The U.S coal industry already reeling from lower demand for its products received another bit of bad news today when Citigroup announced it will cut back on coal mining project financing. Financial experts say Citigroup’s credit exposure to coal mining had “declined materially” since 2011.
In a statement released by Citigroup spokeswoman Elizabeth Patella, the bank says, “This new policy reflects our declining exposure and our continued commitment to managing environmental and social risks and opportunities.”
The Bank’s Environmental & Social Policy Framework guidelines which were posted online at the same time Patella released the statement, say the new policy will apply to coal companies that “use mountaintop removal methods as well as coal-focused subsidiaries of diversified mining companies.”

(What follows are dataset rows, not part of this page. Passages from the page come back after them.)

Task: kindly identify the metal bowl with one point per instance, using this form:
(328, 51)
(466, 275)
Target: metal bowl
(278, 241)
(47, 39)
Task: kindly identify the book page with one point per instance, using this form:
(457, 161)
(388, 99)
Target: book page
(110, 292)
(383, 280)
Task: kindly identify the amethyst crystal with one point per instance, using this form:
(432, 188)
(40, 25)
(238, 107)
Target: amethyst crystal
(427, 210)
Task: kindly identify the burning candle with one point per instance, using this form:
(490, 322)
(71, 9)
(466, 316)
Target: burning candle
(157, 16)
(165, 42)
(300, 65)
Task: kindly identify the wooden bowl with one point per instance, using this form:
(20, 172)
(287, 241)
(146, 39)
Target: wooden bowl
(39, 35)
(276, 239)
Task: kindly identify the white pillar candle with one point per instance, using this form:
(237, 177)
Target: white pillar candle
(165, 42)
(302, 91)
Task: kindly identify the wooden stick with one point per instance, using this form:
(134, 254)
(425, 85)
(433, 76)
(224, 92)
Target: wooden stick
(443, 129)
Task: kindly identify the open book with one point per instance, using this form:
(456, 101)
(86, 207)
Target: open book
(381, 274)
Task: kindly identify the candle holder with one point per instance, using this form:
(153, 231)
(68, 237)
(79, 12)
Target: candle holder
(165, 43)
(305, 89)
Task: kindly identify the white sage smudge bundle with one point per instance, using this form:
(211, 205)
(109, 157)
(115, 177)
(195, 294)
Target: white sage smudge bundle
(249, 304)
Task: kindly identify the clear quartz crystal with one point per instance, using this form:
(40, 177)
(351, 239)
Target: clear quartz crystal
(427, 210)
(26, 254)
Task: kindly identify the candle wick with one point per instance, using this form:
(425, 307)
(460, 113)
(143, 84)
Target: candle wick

According to the guidelines, “Climate change is a global challenge of tremendous magnitude, and Citi is helping to accelerate the transition from a high-carbon to a low-carbon economy. Going forward, we commit to continue this trend of reducing our global credit exposure to coal mining companies.”
Earlier this year Credit Agricole SA and Bank of America Corp. announced they were stepping back from financing coal the coal industry, a move experts say was driven by lawmakers and activists increasing their calls to reign in use of coal, which is considered the biggest contributor to global warming. Next month 200 countries will meet in Paris to hammer out a global deal to reduce fossil-fuel pollution.
Although the Citigroup news is a blow to the coal industry, it is welcomed by the executive director of the Rainforest Action Network Lindsey Allen. The advocacy group has pressured banks for some time to cut their support of the coal industry.
“With Bank of America, Credit Agricole, and now Citigroup withdrawing support for coal mining, this announcement shows major momentum away from financing coal by the banking sector,” he says.
Experts say Citigroup’s publically announced hit on the coal industry was as much a PR exercise as a statement for its concern of the environment. They say other controversial fuels that also produce greenhouse gases are not so badly affected under the “framework”. According to the guidelines, oil-sands projects have risks that “need to be identified, mitigated and managed,” with the bank developing “a risk-review process” for oil-sands clients. The experts say Citigroup also has similar policies for shale oil and gas, which according to the released guidelines had to be “developed in a safe, transparent and environmentally and socially responsible manner”.